For the Hong Kong traveller booking a HKD 5,000+ per night resort, acoustic performance should be a decision criterion alongside the size of the infinity pool and the quality of the breakfast buffet. Here is what matters.

Material Density

Ask your travel advisor or the resort’s reservations team about the materials used in the restaurant and lobby. Look for keywords: perforated timber, acoustic plaster, fabric-wrapped panels, compressed fibreboard, carpet. If the answer is “marble, teak, and thatch,” expect noise. If the answer includes specific NRC ratings or references to acoustic consultants, you are likely in good hands.

Villa Separation

Request a villa that is not adjacent to a main pathway, restaurant, or kids’ club. On property maps, these are typically marked with different icons. Ask specifically about the STC rating of the villa’s sliding glass doors. If the reservations agent does not know what STC means, that is a red flag. The best resorts — COMO, Six Senses, and the new Capella properties — train their front desk staff on these specifications.

Time of Day

Visit the main restaurant and lobby at multiple times during the day. The acoustic character of an open-air space changes dramatically between breakfast (high occupancy, lots of cutlery and plate noise), lunch (lower occupancy, more direct conversation), and dinner (candlelit, lower background music, higher emotional stakes for privacy).

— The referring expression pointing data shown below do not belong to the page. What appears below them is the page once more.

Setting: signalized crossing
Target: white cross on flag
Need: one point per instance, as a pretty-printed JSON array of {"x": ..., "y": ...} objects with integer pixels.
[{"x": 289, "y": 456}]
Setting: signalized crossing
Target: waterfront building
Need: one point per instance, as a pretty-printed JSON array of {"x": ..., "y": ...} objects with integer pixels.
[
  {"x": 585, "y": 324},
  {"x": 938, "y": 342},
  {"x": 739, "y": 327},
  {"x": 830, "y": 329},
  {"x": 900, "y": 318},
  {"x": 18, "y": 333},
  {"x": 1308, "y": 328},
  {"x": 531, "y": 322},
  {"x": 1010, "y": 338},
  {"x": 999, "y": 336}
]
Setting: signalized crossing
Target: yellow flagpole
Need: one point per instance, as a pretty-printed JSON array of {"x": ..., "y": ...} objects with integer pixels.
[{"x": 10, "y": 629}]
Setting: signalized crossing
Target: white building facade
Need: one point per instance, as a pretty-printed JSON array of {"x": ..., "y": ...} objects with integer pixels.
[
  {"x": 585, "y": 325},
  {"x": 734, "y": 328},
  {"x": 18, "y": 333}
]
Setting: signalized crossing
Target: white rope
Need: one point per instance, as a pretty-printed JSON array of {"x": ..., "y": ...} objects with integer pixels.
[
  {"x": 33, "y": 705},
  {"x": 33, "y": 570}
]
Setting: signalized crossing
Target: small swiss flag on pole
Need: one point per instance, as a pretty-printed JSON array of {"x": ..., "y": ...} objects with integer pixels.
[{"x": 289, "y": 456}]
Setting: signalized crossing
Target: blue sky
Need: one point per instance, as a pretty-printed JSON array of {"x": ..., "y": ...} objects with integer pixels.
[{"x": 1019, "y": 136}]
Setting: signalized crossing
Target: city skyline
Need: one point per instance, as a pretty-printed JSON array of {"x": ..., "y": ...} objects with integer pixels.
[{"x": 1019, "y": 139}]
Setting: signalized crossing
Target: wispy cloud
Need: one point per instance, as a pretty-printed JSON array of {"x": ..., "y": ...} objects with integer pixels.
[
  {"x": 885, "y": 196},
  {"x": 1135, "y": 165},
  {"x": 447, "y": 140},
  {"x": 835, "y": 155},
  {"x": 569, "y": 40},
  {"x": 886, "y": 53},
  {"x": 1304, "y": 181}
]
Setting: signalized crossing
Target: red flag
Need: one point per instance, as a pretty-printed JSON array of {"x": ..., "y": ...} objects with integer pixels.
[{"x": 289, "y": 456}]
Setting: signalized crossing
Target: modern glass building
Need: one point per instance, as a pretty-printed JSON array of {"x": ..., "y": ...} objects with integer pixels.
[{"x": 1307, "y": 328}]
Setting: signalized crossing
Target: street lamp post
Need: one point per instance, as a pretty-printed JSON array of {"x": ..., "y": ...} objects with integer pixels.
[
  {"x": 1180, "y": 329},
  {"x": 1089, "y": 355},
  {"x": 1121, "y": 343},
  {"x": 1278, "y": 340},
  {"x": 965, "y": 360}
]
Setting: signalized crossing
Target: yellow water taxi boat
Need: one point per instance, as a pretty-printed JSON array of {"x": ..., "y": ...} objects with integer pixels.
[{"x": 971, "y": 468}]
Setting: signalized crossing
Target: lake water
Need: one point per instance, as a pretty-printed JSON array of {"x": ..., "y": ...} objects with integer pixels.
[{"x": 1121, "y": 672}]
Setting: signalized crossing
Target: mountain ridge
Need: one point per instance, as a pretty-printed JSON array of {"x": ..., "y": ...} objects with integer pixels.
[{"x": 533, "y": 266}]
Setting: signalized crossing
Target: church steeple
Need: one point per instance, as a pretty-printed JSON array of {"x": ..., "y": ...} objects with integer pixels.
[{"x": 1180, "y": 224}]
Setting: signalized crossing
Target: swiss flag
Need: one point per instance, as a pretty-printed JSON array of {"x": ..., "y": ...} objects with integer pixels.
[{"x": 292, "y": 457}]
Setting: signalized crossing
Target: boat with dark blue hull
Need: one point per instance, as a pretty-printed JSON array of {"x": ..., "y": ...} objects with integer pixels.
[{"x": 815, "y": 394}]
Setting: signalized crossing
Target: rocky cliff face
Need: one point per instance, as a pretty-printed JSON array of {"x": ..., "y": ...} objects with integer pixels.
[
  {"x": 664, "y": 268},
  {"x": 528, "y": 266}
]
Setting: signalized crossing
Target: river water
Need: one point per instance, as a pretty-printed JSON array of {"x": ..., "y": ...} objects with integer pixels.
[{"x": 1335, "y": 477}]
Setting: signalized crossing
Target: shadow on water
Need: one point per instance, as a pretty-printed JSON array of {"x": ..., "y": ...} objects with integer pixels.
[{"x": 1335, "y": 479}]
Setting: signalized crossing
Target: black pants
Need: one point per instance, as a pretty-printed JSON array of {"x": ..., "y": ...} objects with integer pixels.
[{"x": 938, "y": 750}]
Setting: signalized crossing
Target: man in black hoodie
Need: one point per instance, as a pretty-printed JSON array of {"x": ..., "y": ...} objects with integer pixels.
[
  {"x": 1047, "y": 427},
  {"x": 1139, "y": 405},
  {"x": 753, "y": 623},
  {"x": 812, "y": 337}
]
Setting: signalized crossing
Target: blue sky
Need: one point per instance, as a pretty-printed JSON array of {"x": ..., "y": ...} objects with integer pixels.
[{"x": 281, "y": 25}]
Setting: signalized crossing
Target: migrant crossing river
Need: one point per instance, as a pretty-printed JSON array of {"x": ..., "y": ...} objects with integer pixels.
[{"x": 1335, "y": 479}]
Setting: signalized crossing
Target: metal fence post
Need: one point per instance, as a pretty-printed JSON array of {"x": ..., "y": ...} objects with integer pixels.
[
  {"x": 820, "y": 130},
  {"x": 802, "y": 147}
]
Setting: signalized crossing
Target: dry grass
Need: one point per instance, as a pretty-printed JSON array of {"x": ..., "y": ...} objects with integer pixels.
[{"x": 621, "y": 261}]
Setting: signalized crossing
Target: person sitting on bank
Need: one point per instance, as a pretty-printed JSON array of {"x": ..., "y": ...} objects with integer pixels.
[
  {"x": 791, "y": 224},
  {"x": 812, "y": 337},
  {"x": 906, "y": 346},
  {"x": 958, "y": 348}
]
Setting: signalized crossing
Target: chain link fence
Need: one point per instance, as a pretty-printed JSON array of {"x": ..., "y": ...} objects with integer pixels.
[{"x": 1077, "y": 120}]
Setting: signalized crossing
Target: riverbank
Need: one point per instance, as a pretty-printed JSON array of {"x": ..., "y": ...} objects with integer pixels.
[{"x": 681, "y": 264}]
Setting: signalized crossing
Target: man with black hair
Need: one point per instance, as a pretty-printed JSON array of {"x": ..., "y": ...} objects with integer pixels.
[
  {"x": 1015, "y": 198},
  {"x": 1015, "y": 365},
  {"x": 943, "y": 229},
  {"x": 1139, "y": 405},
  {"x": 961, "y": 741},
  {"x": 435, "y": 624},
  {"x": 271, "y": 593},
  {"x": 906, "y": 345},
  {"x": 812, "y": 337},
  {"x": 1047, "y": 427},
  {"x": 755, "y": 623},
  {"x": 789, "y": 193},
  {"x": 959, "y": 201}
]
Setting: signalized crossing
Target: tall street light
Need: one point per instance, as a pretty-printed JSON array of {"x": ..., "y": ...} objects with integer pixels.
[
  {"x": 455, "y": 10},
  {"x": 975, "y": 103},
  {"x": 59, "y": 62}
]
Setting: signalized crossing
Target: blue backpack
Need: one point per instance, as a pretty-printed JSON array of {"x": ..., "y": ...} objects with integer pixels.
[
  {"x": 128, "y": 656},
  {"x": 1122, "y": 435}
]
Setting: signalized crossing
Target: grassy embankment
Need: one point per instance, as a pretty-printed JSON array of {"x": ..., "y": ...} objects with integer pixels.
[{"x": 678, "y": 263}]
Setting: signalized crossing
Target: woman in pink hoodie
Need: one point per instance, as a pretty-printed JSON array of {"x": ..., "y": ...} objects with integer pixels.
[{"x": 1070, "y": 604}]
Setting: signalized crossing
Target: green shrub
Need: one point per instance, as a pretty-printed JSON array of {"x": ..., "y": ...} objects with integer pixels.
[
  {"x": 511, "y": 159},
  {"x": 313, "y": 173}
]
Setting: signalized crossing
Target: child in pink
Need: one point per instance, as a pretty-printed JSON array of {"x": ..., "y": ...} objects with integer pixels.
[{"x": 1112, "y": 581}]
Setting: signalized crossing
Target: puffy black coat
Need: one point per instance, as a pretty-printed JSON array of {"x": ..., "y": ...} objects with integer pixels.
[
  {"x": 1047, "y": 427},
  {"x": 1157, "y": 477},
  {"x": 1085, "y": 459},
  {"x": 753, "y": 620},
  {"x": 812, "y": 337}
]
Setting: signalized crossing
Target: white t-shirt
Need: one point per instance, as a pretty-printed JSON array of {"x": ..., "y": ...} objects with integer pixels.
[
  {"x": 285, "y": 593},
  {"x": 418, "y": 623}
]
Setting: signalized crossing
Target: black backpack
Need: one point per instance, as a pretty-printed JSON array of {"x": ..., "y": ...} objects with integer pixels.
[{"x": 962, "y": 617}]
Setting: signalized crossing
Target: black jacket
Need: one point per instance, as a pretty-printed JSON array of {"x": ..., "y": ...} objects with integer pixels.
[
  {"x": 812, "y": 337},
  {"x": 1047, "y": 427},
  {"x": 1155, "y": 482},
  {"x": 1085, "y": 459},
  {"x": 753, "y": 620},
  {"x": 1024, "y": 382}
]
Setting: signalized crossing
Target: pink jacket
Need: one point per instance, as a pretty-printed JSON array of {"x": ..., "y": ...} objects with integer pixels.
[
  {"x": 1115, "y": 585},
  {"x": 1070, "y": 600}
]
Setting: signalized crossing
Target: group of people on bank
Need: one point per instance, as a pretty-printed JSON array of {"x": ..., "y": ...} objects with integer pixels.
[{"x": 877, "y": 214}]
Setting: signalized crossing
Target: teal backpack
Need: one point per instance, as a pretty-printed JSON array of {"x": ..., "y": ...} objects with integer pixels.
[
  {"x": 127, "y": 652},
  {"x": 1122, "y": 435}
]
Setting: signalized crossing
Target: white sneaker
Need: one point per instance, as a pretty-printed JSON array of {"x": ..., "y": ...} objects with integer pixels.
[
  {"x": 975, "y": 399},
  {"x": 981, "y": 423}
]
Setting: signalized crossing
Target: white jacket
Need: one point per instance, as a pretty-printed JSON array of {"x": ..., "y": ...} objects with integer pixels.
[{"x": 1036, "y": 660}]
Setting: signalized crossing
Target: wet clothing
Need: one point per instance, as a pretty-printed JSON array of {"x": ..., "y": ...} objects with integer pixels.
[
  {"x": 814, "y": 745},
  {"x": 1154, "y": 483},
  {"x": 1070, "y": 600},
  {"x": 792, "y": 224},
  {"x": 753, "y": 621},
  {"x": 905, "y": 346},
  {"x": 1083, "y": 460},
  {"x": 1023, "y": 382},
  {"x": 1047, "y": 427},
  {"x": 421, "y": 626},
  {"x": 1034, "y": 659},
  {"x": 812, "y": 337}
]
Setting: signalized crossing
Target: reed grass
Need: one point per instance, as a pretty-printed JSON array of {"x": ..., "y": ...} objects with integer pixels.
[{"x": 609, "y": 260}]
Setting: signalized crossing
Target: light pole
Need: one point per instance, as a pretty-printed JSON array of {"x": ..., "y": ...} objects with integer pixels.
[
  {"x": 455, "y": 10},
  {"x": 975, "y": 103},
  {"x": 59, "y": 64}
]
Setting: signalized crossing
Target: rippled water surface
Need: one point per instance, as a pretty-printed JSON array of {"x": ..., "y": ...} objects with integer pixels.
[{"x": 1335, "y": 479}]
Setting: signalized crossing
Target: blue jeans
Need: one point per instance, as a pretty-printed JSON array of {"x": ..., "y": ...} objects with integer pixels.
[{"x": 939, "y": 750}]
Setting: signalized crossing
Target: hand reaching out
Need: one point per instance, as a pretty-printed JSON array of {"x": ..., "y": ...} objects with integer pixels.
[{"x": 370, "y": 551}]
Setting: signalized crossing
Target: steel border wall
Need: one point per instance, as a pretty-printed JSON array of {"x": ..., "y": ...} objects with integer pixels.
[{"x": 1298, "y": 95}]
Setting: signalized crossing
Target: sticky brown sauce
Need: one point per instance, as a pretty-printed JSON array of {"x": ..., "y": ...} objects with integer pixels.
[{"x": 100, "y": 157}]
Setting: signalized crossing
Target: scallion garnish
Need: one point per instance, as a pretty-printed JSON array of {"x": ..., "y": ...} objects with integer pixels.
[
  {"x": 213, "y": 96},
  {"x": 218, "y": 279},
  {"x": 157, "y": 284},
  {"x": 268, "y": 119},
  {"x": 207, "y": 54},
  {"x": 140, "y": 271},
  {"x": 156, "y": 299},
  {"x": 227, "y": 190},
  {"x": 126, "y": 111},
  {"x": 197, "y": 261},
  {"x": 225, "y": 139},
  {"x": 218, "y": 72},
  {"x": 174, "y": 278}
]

A resort that sounds fine at 10am may be unbearable at 8pm.

Three Takeaways

  • Before booking any resort above HKD 4,000/night, ask for the STC rating of the villa’s sliding glass doors and the NRC of the restaurant’s ceiling materials — if the staff cannot answer, the resort has not prioritised acoustics.
  • Choose a villa with laterally offset decks rather than directly facing adjacent units; the 22-degree offset standard used by Waldorf Astoria Maldives reduces conversation bleed by 8 dB without sacrificing views.
  • For open-air restaurants, look for properties that use zoned acoustic partitions (compressed fibreboard or perforated timber) rather than open-plan spaces relying solely on water features or background music to mask noise.